E’ chiaro che chi ha messo le mani in pentola per preparare questa cosa sono stati i ballerini di terza fila rimasti sul palcoscenico dopo le epurazioni di Tangentopoli, come è chiaro che sicuramente hanno combinato questo casino convinti di lavorare per il bene del paese.
Purtroppo i grandi guai di questo pianeta non sono quasi mai stati il prodotto di cattive intenzioni ma di una sconfinata ambizione verso il bene e della assoluta convinzione dei presuntuosi di poterlo ottenere senza il concorso di molti. I cosiddetti riformatori degli anni 90 hanno lavorato alacremente a distruggere, senza alcun rispetto, un modello di cooperazione sul quale si basava, seppure con molte imperfezioni, la coesione sociale.


Hanno accresciuto le disuguaglianze e la brutalità della concorrenza, diminuendo la qualità dei sistemi economici e della vita. In proposito mi piace citare il paradosso di Michel Albert: “il capitalismo renano sembra tanto superiore alla versione anglosassone, ma sono i tedeschi a tentare di diventare come gli americani, non viceversa” .
Quindi credo di poter esprimere una risposta al primo quesito posto dal Presidente Bartolini così: non so se fu giusto privatizzare la Temi, sono convinto che avrebbe potuto essere utile ed efficace se ciò avesse potuto contribuire a migliorare un sistema economico di economia mista, con uno Stato più snello. Anche se sono convinto che i settori strategici delle economie regionali europee non possano essere lasciati alla discrezionalità di localizzazione delle multinazionali e dei privati in genere.

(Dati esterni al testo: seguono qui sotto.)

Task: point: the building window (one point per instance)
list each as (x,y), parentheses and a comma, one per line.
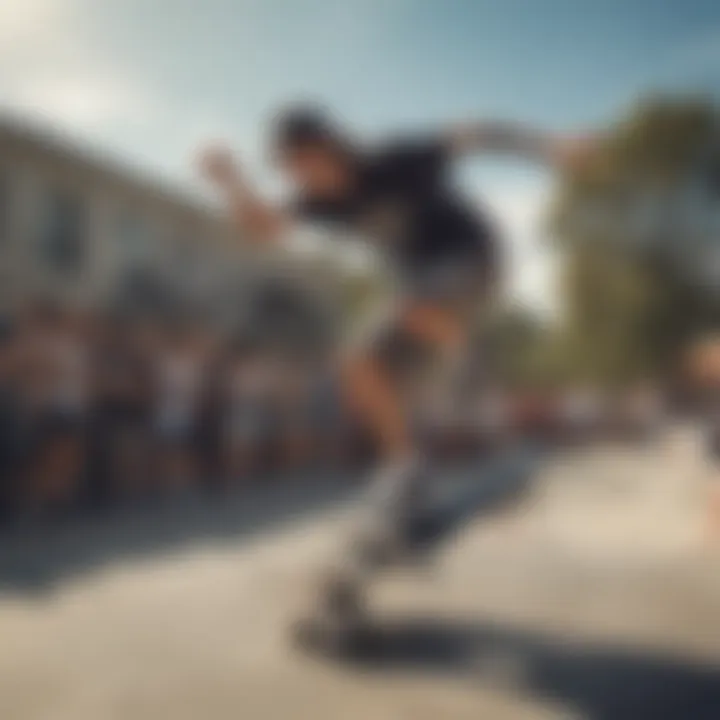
(62,239)
(133,238)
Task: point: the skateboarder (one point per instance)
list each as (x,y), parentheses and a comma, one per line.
(444,254)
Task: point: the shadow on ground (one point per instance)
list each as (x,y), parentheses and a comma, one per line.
(34,559)
(593,682)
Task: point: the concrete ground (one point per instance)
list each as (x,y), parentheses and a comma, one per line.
(592,597)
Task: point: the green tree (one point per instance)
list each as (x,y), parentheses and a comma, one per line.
(639,229)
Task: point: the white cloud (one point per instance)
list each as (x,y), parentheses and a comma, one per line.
(53,67)
(520,208)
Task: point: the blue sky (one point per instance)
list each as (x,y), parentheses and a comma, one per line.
(148,79)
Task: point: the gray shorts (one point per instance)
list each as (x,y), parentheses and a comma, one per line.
(459,285)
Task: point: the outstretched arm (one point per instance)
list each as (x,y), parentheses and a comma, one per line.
(257,219)
(524,142)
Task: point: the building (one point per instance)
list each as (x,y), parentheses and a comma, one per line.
(77,227)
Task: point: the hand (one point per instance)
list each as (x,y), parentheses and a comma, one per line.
(217,164)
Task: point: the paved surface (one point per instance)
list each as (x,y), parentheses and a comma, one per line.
(591,598)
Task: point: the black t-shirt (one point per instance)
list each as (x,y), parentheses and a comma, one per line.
(403,200)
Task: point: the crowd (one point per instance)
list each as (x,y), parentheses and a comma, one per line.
(100,410)
(103,410)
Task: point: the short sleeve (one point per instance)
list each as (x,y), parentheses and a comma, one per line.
(417,163)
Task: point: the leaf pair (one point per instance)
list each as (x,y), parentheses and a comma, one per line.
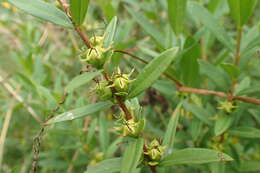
(48,12)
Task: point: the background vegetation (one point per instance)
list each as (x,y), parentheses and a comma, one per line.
(218,44)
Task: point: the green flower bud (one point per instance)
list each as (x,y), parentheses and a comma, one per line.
(98,55)
(227,106)
(103,90)
(154,153)
(132,127)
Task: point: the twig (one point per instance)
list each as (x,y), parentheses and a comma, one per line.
(4,131)
(180,87)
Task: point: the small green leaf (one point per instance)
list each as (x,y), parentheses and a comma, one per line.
(106,166)
(78,10)
(132,156)
(147,26)
(176,14)
(103,132)
(44,11)
(245,132)
(194,156)
(250,166)
(80,80)
(222,124)
(80,112)
(152,72)
(169,135)
(91,130)
(110,33)
(200,113)
(241,10)
(243,85)
(210,22)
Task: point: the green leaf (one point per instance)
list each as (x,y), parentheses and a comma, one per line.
(217,75)
(80,112)
(194,156)
(80,80)
(243,85)
(222,124)
(78,9)
(169,135)
(217,167)
(106,166)
(44,11)
(250,166)
(91,130)
(241,10)
(199,112)
(196,128)
(110,33)
(189,65)
(132,156)
(152,72)
(176,14)
(245,132)
(211,23)
(45,93)
(147,26)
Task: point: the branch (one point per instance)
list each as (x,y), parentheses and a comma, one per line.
(17,97)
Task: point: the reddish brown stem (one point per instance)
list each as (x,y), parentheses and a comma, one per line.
(83,37)
(182,88)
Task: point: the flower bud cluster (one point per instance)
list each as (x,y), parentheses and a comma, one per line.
(154,152)
(119,81)
(227,106)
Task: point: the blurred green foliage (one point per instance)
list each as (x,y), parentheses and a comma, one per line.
(39,59)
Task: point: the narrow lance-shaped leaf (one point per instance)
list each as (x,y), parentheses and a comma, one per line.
(106,166)
(194,156)
(110,32)
(176,14)
(80,80)
(205,17)
(147,26)
(222,124)
(169,136)
(44,11)
(80,112)
(250,166)
(132,156)
(241,10)
(78,10)
(245,132)
(152,72)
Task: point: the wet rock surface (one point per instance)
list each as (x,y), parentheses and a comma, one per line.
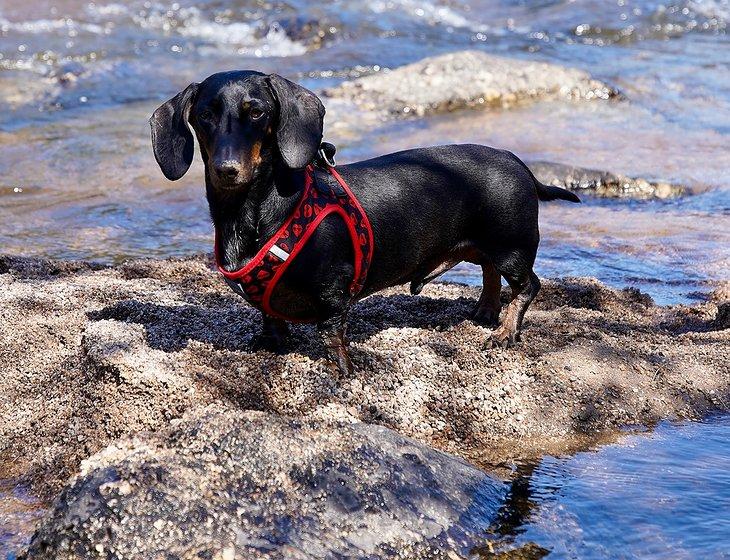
(91,354)
(225,484)
(467,79)
(602,183)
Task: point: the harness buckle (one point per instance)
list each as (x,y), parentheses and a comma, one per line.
(326,154)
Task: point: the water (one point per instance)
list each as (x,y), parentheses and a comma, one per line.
(78,80)
(657,494)
(19,513)
(661,494)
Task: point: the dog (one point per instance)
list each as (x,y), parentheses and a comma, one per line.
(429,208)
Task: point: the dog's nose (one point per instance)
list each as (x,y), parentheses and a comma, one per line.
(228,169)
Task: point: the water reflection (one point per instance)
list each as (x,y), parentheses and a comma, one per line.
(660,494)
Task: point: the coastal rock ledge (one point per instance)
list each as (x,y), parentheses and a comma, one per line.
(92,353)
(467,79)
(226,484)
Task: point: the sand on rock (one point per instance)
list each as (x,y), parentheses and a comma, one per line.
(90,354)
(223,483)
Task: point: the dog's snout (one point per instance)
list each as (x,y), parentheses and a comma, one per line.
(228,169)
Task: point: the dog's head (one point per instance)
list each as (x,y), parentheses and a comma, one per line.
(244,121)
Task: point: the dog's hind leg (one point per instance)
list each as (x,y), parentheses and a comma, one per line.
(486,311)
(523,292)
(332,332)
(417,285)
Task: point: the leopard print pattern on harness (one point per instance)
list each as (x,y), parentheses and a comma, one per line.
(257,280)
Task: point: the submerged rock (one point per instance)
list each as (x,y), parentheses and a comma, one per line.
(602,183)
(467,79)
(227,484)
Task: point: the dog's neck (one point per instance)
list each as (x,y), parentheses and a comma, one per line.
(246,219)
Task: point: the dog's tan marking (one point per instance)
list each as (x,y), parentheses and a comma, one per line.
(256,153)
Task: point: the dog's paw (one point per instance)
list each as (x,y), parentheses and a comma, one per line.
(485,317)
(502,338)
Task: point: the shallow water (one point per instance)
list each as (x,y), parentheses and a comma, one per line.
(660,494)
(78,80)
(19,513)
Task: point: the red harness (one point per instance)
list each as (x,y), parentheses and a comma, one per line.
(257,280)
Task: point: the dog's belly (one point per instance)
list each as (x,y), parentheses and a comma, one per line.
(435,267)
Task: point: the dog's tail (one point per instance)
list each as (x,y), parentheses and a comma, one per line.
(549,192)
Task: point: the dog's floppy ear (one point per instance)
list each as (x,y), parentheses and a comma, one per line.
(301,116)
(172,140)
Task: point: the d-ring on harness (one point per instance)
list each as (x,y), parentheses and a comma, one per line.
(257,280)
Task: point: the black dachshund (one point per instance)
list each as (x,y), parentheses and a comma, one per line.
(430,208)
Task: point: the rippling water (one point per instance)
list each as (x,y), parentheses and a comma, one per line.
(78,80)
(663,494)
(660,494)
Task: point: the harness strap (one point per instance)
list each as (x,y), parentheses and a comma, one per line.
(257,280)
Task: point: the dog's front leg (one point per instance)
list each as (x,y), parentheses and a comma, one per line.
(332,332)
(274,333)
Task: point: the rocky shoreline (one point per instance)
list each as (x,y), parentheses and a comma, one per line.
(93,353)
(467,79)
(133,397)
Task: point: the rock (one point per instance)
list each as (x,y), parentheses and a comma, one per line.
(229,484)
(93,354)
(602,183)
(467,79)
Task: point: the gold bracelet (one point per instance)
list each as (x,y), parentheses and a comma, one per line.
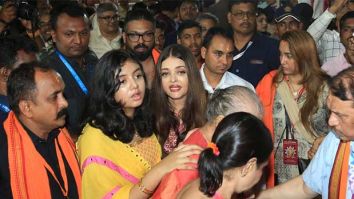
(143,189)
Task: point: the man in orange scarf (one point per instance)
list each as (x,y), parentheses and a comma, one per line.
(37,155)
(331,171)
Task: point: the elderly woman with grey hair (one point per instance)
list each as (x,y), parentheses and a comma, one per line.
(222,103)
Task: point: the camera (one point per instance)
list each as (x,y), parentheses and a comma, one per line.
(27,9)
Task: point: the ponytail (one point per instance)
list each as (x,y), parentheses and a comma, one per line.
(210,172)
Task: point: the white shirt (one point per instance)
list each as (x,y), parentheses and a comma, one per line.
(227,80)
(335,65)
(327,41)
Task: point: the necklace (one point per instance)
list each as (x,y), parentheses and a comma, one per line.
(136,140)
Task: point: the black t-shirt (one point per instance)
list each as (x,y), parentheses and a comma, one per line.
(74,95)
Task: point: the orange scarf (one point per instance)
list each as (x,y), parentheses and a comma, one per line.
(28,173)
(339,176)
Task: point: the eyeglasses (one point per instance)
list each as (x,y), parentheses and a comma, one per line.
(241,15)
(109,18)
(147,36)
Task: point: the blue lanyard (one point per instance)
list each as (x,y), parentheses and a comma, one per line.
(73,73)
(4,108)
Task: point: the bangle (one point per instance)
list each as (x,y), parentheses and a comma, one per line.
(143,189)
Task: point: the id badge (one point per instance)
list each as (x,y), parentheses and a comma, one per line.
(290,149)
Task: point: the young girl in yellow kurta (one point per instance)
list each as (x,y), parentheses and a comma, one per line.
(119,154)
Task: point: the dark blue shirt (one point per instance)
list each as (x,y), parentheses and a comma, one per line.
(259,59)
(4,103)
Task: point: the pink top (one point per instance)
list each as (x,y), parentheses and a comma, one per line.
(217,196)
(173,182)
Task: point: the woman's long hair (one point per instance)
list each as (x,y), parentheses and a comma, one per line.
(105,112)
(304,51)
(193,113)
(239,137)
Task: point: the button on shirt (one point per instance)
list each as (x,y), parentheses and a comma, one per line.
(261,57)
(318,173)
(227,80)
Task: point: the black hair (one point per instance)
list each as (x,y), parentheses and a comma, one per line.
(8,53)
(239,137)
(167,5)
(21,84)
(71,8)
(236,2)
(186,25)
(346,16)
(342,84)
(194,2)
(161,25)
(139,14)
(215,31)
(139,6)
(107,114)
(26,44)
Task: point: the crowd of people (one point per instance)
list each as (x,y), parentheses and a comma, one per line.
(176,99)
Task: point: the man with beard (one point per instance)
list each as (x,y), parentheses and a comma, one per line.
(189,34)
(72,59)
(139,39)
(346,59)
(255,54)
(106,34)
(37,156)
(217,52)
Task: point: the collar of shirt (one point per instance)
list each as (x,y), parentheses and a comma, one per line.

Fu giusto imboccare la via delle grandi privatizzazioni e del disimpegno dello stato dall’economia industriale pubblica come suggerito dal fondo monetario internazionale a tutti i paesi del mondo? Grandi pensatori del Novecento, come Croce, Sturzo, Einaudi e altri, auspicarono uno stato che ingerisse il meno che fosse stato possibile nell’economia, erano i filosofi e gli economisti liberisti, portatori, ancora negli anni 50 di un’idea teoricamente affascinante che aveva dolorosamente mostrato tutti i suoi limiti fin dall’inizio del XX secolo, appalesandosi in tutta la sua tragica precarietà con il crack di Wall Street del 1929. Keynes e i neokeynesiani ci consegnarono una insuperata teoria di sistemi economici efficienti, che se ricordo bene, come ricordo bene, non prevede elementi di liberismo selvaggio o di espulsione dal sistema dei fattori economici più deboli.
La ricetta suggerita dal FMI sarà anche buona, perché è applicata dalla maggior parte dei paesi, ma nei fatti genera crisi e fallimenti a catena in tutto il mondo, coinvolgendo seriamente grandi banche creditrici e mettendo in crisi un sistema globale. La dove il metodo FMI genera crescita non induce distribuzione della ricchezza ma concentrazione. Quindi la mia risposta non può che essere negativa.
La nuova economia postulata dal FMI, o sarebbe meglio dire dal Tesoro degli USA, sostituisce l’interesse e l’utile al benessere diffuso, alla cura dell’ambiente, della democrazia, dei diritti umani, alla giustizia sociale e ai diritti del lavoro. Ritengo che la finanziarizzazione dell’economia e dei sistemi organizzativi sociali non possa e non debba sostituirsi ai grandi progetti del XX secolo, quello socialista e quello cristiano sociale.
Tornando alle nostre privatizzazioni, ma si, chiamiamole pure all’italiana, attuate sull’onda emozionaIe di una chimera di nome New Economy o liberalizzazione dei mercati, teniamo presente che gli USA detengono nel patrimonio federale fior di aziende, tra le quali quattro delle famose sette sorelle del petrolio, e, pur in mezzo al caos dell’economia americana, proteggono o tentano di proteggere con forti dazi all’importazione le produzioni strategiche, mentre in sede di round agreements non si stancano di chiedere al mondo di aprirsi ai loro prodotti e soprattutto ai loro servizi.”